During a debate on a development application for 323-333 King St. W., Holyday tried to delete a requirement for the condo building to have 10% of its residential units as three-bedroom units.
Holyday stressed he wasn’t “opposed to families living downtown or anywhere else” but told councillors the downtown was “certainly not the ideal place” to raise kids.
“I don’t think we have to force 10% of these units to be three-bedroom units to accommodate families if there is no market for it,” he said. “Why do we have to interfere in this way? There is absolutely no reason for it.”
Holyday said he thinks most people wouldn’t wish to raise kids downtown.
“I can just see now, where’s little Jenny? Well, she’s downstairs playing in the traffic on the way to the park,” he said.
The Etobicoke councillor told reporters he “personally wouldn’t want to raise my kids on King St. or Yonge St.”
“Some people might and if they do that’s fine. My point was that we don’t have to dictate to the developer that 10% of those units, and that’s about 30 units, have to be three-bedroom units aimed at families. If there is a market for that the developer is quite able to provide that and would and so be it,” he said. “If they wish to do it, they can do it. Who am I to say that? I’m saying I personally wouldn’t wish to be on a 47th floor of a condominium building at the corner of King and John with three kids.”
Left-leaning councillors were quick to accuse Holyday of trying to ban children in the downtown.
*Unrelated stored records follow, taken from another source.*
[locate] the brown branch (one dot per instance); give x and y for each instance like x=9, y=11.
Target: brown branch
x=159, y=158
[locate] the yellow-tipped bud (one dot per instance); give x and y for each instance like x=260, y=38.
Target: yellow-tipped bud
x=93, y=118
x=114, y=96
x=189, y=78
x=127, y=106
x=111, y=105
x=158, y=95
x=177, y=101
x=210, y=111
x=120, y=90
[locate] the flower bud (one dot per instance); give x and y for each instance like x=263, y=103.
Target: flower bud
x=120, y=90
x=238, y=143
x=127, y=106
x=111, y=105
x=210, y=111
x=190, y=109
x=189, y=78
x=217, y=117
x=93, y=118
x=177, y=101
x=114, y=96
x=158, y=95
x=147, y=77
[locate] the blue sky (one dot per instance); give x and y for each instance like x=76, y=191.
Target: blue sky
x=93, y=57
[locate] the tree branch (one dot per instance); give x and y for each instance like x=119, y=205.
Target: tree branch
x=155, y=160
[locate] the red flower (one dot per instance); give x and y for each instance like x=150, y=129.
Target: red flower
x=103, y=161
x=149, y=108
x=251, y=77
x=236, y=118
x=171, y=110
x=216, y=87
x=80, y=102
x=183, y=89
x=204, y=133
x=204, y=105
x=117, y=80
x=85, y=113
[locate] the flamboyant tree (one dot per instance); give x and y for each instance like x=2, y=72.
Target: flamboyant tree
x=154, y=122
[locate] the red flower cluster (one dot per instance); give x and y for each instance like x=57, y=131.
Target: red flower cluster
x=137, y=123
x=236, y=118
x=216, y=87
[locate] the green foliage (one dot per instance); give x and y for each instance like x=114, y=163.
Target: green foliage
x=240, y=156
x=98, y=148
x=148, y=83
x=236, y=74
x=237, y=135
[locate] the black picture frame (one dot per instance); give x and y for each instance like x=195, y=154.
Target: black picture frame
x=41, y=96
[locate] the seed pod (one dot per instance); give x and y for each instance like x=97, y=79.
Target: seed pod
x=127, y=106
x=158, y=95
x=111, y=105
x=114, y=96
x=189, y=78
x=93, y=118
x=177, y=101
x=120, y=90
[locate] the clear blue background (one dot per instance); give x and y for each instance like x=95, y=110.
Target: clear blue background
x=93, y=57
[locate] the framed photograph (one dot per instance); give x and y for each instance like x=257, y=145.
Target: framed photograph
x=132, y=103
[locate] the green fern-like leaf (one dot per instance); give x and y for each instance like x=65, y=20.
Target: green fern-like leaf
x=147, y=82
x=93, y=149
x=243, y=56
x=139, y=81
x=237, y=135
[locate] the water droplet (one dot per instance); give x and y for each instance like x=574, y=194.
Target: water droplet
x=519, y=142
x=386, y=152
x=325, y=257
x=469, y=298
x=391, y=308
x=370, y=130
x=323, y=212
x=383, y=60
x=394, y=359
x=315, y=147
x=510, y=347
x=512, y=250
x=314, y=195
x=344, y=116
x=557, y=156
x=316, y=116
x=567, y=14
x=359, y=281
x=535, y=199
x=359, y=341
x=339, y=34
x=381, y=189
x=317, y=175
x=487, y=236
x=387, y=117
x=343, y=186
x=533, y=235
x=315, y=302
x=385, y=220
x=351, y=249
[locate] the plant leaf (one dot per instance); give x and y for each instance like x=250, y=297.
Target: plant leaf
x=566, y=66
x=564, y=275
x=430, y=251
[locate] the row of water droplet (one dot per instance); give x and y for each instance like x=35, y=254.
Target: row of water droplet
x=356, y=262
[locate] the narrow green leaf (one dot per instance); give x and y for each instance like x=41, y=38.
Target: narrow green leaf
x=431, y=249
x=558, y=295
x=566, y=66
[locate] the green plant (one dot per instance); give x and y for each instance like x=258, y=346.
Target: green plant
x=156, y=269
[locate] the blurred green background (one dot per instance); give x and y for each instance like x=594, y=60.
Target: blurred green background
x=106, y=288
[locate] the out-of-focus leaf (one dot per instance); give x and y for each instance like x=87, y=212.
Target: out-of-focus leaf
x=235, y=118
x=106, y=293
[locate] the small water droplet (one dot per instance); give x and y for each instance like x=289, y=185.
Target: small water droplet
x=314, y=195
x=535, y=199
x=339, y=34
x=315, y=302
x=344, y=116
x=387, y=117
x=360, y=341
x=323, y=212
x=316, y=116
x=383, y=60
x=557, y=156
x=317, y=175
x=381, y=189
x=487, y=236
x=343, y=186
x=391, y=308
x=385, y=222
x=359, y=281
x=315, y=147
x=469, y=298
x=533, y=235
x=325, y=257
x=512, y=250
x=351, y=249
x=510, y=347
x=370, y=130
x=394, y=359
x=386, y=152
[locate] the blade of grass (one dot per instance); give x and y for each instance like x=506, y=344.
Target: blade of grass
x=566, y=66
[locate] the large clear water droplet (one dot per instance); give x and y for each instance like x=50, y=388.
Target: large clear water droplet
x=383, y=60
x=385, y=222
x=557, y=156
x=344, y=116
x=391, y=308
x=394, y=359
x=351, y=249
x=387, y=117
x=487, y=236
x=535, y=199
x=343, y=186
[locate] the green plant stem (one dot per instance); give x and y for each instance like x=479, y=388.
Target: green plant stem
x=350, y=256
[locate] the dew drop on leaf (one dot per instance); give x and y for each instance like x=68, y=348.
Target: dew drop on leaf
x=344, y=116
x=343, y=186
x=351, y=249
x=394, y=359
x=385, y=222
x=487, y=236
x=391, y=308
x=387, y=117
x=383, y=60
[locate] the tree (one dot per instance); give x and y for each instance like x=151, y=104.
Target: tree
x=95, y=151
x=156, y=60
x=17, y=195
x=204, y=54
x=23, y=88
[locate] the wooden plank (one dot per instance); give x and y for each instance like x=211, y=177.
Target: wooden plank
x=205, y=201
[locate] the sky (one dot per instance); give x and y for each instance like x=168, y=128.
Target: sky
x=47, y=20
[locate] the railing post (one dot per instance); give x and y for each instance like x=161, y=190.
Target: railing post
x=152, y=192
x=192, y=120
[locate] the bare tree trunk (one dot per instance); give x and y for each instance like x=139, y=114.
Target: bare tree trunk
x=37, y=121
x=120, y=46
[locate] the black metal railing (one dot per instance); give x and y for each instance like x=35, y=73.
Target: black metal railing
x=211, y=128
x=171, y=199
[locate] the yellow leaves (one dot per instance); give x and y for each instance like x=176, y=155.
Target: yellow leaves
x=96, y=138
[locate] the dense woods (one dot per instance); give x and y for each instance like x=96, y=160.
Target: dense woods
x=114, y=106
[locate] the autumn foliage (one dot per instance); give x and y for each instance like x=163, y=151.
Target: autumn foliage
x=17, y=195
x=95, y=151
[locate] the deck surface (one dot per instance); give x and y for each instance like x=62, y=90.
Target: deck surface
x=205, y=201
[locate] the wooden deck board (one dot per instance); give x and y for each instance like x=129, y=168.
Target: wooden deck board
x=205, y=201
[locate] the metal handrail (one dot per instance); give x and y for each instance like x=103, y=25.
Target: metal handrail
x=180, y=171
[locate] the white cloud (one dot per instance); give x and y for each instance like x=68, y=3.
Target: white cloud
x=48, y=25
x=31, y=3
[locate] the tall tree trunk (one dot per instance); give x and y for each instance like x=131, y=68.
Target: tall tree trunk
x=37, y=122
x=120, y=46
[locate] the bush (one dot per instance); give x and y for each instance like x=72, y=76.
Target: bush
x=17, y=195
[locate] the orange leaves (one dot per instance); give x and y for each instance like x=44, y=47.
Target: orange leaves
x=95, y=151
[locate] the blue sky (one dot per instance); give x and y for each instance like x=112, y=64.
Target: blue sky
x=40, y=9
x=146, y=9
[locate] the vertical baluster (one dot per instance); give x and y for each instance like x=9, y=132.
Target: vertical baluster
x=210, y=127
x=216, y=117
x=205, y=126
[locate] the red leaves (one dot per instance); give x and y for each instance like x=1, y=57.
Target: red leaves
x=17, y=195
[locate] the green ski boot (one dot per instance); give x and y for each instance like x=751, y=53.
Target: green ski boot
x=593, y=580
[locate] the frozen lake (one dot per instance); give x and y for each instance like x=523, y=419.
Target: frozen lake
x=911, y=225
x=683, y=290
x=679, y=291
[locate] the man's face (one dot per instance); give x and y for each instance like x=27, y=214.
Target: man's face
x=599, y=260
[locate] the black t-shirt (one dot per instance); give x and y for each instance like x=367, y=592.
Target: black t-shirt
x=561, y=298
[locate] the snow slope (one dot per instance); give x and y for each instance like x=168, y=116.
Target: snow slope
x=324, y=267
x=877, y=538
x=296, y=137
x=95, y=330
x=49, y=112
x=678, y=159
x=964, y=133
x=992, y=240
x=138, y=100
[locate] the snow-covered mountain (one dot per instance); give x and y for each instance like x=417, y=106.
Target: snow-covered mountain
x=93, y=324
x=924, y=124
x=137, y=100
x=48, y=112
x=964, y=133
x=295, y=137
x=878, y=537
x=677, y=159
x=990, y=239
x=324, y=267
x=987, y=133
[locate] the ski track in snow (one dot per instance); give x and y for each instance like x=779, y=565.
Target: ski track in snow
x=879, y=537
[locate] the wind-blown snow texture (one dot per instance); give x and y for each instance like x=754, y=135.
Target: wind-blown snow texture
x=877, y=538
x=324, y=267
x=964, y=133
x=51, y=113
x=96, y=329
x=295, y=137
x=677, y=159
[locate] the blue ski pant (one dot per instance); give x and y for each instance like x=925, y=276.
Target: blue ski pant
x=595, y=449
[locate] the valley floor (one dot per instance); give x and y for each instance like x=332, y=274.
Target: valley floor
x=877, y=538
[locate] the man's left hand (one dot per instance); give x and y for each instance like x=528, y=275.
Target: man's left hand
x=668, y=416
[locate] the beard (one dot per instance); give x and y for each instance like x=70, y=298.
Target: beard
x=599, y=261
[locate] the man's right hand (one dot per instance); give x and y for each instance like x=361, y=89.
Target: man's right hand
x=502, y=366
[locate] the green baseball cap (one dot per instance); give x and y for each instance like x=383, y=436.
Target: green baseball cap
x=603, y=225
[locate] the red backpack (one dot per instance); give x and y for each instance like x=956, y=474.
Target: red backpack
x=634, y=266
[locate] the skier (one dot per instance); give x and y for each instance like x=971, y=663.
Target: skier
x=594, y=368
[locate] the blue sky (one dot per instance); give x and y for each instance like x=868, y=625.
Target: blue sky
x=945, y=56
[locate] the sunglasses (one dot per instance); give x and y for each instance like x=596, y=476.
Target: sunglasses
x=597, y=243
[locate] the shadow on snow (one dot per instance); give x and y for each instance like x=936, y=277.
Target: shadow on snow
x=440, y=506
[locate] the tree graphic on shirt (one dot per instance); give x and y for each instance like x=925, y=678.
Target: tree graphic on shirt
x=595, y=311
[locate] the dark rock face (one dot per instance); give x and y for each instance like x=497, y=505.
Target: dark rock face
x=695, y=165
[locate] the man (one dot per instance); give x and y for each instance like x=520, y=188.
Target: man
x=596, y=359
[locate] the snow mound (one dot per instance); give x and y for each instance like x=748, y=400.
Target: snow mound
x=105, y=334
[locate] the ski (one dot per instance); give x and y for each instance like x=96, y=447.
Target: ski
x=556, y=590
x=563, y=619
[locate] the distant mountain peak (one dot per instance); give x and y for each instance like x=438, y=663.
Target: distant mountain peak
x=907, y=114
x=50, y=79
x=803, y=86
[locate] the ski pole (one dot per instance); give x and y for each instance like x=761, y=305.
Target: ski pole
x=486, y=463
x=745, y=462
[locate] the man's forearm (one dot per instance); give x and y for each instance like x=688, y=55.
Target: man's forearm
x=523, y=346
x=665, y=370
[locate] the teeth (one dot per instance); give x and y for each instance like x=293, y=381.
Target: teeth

“I understand the deputy mayor doesn’t just want to ban children downtown, he also wants to ban sex in the inner city so we don’t create more constituents,” Councillor Adam Vaughan joked. “I’m not sure how you’d enforce it.”
Vaughan — who was born and raised downtown and is raising two children in the downtown — balked at Holyday’s comments.
“I think children who come out of the downtown are just wonderful,” he said. “They are no better or worse than kids born in any other part of the city. I don’t know why the deputy mayor would want to ban children in the downtown core — they are just part of what makes the great city we live in.”
It makes sense to encourage developers to build three-bedroom condo units, Vaughan said.
“We’ve now approved over 1,000 of these units in the downtown core and they are now selling as easily as any of the other units,” he said.
Councillor Mike Layton — who was raised downtown — said the city’s core has a “tonne of great stuff to offer youth.”
“I see no reason why we should eliminate families from our core,” he said.
Layton said telling developers to put three-bedroom units in their buildings is no different from telling them to put in amenity space, green roofs and parking spots.
“This is just one of the ways we can have development actually shape our city for the better,” he said.